GIP enhances the release of insulin in response to infusions of glucose. For this action, it has also
been referred to as glucose-dependent insulinotropic peptide.
Secretin
Secretin is a digestive hormone secreted by the wall of the upper part of the small intestine (the
duodenum) that regulates gastric acid secretion and pH levels in the duodenum. When hydrochloric
acid passes from the stomach into the duodenum, secretin is released into the bloodstream and
stimulates the duct cells of the pancreas to secrete water and bicarbonate. By this mechanism,
hydrochloric acid secreted by the stomach is diluted and neutralized. Secretin also inhibits the
secretion of gastrin, which triggers the initial release of hydrochloric acid into the stomach, and
delays gastric emptying. (6)

References
1. Gastrin | You and Your Hormones from the Society for Endocrinology. (n.d.).

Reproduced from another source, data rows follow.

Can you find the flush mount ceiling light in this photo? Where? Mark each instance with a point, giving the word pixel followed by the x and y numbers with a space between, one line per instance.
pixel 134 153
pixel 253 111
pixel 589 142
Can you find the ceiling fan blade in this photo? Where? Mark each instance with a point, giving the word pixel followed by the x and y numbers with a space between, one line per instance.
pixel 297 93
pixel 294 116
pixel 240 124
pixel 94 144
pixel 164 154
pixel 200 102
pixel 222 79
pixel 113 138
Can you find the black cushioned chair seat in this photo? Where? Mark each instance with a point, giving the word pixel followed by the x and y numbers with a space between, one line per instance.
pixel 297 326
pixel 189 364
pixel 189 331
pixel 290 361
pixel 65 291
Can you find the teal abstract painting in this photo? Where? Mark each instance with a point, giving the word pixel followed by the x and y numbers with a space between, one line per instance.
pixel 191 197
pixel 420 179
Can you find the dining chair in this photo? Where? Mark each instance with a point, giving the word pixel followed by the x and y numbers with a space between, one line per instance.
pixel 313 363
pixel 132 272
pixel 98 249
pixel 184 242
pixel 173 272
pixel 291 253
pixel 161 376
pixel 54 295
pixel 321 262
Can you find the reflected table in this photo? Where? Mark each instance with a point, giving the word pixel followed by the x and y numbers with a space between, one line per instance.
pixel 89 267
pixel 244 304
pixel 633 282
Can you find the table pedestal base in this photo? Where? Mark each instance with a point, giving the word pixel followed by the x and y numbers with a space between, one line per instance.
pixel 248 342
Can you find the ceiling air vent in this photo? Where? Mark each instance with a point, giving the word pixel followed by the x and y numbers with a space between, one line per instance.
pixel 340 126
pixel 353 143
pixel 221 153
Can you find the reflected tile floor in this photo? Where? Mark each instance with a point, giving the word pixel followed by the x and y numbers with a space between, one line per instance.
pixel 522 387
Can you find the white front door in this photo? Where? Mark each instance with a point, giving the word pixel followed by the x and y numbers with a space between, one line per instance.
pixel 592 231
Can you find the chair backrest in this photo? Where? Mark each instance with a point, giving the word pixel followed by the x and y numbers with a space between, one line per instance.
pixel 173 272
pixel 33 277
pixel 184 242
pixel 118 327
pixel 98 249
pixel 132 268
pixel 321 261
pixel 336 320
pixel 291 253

https://www.yourhormones.info/hormones/gastrin/
2. Ghrelin | You and Your Hormones from the Society for Endocrinology. (n.d.).
https://www.yourhormones.info/hormones/ghrelin/
3. Ptruong. (2023, December 6). Type 1 diabetes | Diabetes Australia | Diabetes Australia.
Diabetes Australia. https://www.diabetesaustralia.com.au/about-diabetes/type-1-diabetes/
4. Healthdirect Australia. (2021, November 4). Type 2 diabetes.
https://www.healthdirect.gov.au/type-2-diabetes
5. Professional, C. C. M. (n.d.-d). Leptin & Leptin Resistance. Cleveland Clinic.
https://my.clevelandclinic.org/health/articles/22446-leptin
6. Utiger, R. D. (1998, July 20). Secretin | Definition & Function. Encyclopedia Britannica.